"Sejujurnya, ini bukan ide yang baru-baru amat. Di negara dengan tradisi demokrasi dan debat yang lebih panjang dan kuat, misalnya Inggris atau Amerika, menghadirkan bangku kosong yang mestinya diisi pejabat publik sudah biasa," Najwa menjelaskan.
Najwa juga memaparkan bahwa format wawancara tersebut bukan merupakan format wawancara imajiner.
"Pertanyaan, kan, tidak harus diajukan secara tatap muka.
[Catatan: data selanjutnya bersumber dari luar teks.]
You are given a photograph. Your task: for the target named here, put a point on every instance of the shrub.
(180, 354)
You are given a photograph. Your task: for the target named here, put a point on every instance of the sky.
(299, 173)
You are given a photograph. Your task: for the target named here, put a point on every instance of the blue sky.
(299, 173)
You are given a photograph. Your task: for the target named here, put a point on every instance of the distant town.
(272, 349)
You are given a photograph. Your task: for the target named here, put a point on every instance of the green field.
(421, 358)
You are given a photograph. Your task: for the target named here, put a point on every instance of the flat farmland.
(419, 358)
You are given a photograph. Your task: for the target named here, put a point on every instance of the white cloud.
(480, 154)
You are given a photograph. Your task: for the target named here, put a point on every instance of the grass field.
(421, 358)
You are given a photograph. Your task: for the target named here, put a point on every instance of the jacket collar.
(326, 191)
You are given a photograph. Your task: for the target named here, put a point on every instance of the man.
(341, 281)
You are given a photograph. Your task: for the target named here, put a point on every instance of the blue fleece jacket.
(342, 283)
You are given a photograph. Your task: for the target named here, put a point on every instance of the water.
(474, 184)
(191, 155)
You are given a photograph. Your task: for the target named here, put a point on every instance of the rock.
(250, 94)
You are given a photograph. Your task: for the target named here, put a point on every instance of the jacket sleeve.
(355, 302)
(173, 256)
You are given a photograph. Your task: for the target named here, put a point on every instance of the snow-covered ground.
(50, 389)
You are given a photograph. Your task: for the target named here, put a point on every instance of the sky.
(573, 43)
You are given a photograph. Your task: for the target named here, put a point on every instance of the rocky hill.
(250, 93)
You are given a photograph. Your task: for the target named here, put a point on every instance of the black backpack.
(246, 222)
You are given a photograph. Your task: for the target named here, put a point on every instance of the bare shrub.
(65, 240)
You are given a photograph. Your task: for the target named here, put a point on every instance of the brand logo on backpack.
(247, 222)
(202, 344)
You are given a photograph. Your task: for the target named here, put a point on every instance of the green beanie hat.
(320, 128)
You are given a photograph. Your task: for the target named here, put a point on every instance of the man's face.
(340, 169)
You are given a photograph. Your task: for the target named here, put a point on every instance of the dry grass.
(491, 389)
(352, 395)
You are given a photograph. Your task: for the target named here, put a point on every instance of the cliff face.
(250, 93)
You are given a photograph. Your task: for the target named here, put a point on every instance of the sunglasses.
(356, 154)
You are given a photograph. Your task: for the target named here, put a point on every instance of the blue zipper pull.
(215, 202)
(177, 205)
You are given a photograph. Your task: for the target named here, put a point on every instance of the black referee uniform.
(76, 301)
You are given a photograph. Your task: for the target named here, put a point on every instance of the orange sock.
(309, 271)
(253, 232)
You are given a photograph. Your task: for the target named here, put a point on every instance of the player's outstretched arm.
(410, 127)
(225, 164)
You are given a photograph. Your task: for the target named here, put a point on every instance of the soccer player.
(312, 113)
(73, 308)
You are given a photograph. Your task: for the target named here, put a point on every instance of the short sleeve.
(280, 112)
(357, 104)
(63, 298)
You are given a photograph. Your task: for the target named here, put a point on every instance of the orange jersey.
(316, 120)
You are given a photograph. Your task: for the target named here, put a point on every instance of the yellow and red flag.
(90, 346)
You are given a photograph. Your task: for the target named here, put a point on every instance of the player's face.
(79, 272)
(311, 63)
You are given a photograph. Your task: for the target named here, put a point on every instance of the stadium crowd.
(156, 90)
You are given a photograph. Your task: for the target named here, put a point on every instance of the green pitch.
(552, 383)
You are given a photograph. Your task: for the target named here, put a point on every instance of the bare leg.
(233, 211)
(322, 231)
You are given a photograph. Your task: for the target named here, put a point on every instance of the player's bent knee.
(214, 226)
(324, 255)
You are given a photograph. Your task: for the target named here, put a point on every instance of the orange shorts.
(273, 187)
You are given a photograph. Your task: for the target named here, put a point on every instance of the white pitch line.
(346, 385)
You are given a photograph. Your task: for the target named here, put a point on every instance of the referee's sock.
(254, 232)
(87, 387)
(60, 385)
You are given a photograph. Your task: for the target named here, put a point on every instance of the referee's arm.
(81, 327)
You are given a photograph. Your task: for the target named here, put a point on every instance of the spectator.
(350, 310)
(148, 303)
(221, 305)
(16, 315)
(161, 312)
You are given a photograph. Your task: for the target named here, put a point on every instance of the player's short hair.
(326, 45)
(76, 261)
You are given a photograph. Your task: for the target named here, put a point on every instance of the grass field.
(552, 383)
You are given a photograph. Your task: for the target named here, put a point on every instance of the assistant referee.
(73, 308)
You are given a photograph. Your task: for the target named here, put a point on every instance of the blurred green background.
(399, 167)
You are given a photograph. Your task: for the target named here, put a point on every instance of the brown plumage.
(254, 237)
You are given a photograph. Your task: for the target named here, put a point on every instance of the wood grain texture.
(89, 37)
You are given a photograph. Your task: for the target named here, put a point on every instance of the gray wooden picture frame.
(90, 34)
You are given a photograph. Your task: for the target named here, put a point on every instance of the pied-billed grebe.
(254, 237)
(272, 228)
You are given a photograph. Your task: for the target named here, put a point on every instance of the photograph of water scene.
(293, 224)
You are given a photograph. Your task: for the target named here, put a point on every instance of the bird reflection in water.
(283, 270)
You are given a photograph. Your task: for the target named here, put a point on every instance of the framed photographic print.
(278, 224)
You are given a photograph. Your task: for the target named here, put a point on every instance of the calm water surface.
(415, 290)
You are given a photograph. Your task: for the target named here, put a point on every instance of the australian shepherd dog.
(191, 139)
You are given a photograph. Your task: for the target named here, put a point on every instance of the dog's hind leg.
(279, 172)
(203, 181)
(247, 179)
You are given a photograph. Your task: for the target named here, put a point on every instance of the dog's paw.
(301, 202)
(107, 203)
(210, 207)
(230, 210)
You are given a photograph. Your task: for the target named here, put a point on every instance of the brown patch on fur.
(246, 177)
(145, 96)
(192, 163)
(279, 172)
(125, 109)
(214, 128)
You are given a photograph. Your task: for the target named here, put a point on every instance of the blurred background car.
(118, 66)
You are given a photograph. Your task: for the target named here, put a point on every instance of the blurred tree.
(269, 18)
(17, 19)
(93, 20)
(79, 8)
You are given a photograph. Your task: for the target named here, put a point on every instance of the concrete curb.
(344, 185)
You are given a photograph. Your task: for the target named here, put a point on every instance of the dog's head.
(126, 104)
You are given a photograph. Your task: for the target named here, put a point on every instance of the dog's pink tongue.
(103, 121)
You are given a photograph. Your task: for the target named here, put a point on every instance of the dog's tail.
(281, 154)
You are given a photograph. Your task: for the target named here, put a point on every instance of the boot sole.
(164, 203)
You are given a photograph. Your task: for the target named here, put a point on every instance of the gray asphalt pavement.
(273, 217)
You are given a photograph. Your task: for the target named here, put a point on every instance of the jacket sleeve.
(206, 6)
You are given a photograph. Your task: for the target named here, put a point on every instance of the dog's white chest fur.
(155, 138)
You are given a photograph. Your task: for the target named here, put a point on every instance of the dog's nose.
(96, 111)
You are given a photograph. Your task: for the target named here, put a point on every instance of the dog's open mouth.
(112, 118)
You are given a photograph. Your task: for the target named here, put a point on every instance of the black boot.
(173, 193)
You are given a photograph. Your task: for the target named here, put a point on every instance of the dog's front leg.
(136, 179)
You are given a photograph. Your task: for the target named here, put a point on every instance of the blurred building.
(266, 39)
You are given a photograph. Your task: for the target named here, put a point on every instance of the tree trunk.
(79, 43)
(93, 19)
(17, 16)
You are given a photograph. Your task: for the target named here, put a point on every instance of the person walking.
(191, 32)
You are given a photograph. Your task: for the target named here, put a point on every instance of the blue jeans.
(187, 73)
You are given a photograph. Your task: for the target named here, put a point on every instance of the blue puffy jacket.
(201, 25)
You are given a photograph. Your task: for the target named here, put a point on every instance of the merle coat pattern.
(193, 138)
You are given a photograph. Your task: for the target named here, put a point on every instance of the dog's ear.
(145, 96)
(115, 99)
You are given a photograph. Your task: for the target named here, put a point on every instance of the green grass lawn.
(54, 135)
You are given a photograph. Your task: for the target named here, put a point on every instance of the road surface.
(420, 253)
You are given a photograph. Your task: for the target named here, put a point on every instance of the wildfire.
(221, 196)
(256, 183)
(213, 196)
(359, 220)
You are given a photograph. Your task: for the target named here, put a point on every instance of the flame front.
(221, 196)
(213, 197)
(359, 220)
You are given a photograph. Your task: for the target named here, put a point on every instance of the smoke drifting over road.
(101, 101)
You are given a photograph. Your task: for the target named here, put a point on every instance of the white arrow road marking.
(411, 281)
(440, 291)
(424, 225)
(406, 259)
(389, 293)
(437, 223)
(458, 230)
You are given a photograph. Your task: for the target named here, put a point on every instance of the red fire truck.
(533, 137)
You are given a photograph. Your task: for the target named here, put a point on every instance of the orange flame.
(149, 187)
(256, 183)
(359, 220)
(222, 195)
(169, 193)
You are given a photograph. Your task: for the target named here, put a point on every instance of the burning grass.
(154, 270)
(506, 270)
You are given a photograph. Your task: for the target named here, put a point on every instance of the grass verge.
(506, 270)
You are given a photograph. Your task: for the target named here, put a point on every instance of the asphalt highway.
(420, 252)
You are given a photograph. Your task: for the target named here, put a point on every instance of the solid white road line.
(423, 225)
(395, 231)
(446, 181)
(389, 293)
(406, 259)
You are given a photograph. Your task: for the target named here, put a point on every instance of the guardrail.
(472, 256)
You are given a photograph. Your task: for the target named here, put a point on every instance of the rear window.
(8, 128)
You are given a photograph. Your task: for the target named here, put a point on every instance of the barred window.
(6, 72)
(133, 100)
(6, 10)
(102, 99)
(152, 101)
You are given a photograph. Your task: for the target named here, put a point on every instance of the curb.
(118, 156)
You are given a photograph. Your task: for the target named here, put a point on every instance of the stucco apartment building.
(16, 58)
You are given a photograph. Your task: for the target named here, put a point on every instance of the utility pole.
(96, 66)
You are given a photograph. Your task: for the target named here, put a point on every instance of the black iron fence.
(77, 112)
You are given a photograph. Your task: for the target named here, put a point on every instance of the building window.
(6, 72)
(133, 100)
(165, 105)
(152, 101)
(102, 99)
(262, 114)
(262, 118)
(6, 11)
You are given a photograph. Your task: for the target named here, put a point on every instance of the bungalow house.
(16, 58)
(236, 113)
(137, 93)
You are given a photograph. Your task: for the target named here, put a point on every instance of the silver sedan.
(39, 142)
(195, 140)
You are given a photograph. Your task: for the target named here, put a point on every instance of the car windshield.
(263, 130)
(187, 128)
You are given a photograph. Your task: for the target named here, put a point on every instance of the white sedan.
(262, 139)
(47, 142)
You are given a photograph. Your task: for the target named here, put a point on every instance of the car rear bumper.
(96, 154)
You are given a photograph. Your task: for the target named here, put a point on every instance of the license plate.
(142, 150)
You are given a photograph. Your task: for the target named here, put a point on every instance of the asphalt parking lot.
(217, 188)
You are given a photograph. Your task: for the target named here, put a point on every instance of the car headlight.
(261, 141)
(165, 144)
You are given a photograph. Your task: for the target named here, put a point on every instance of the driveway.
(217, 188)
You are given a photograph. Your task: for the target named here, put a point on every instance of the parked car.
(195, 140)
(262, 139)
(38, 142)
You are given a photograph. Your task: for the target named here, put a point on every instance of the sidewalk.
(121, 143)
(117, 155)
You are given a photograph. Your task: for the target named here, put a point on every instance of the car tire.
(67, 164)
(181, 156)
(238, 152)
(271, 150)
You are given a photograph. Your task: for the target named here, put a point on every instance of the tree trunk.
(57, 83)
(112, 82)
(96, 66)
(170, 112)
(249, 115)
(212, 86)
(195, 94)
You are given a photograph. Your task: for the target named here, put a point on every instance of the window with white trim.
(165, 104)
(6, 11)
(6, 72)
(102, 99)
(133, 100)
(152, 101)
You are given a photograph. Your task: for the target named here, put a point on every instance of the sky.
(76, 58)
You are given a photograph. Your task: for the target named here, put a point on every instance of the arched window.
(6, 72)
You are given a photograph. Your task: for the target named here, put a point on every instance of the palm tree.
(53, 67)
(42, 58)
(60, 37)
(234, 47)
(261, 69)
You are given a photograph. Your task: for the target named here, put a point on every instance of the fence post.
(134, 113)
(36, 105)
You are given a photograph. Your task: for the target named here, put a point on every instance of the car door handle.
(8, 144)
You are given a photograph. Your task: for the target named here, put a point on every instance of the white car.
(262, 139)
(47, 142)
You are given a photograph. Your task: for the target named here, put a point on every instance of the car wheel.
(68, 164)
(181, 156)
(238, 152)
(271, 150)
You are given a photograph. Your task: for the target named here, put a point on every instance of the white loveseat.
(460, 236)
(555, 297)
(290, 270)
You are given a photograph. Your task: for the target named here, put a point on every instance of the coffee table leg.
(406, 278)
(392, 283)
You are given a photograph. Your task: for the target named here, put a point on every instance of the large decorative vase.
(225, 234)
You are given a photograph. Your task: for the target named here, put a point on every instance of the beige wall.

Bisa dilakukan secara jarak jauh dengan perantara macam-macam medium," kata Najwa.
Ia menyatakan keberadaan Terawan yang nyata dan hidup menjadi salah satu faktor mengapa format wawancara tersebut bukan jenis wawancara imajiner.
"Pertanyaan yang saya ajukan memang bukan imajiner dan saya juga tidak mengarang atau membuatkan jawaban2 fiktif seolah-olah saya sudah berdialog dengan Pak Terawan; Pak Terawan juga sosok yang eksis dan hidup, sehingga Pak Terawan bisa menjawabnya kapan saja, bahkan sejujurnya boleh menjawabnya di mana saja," tukas Najwa.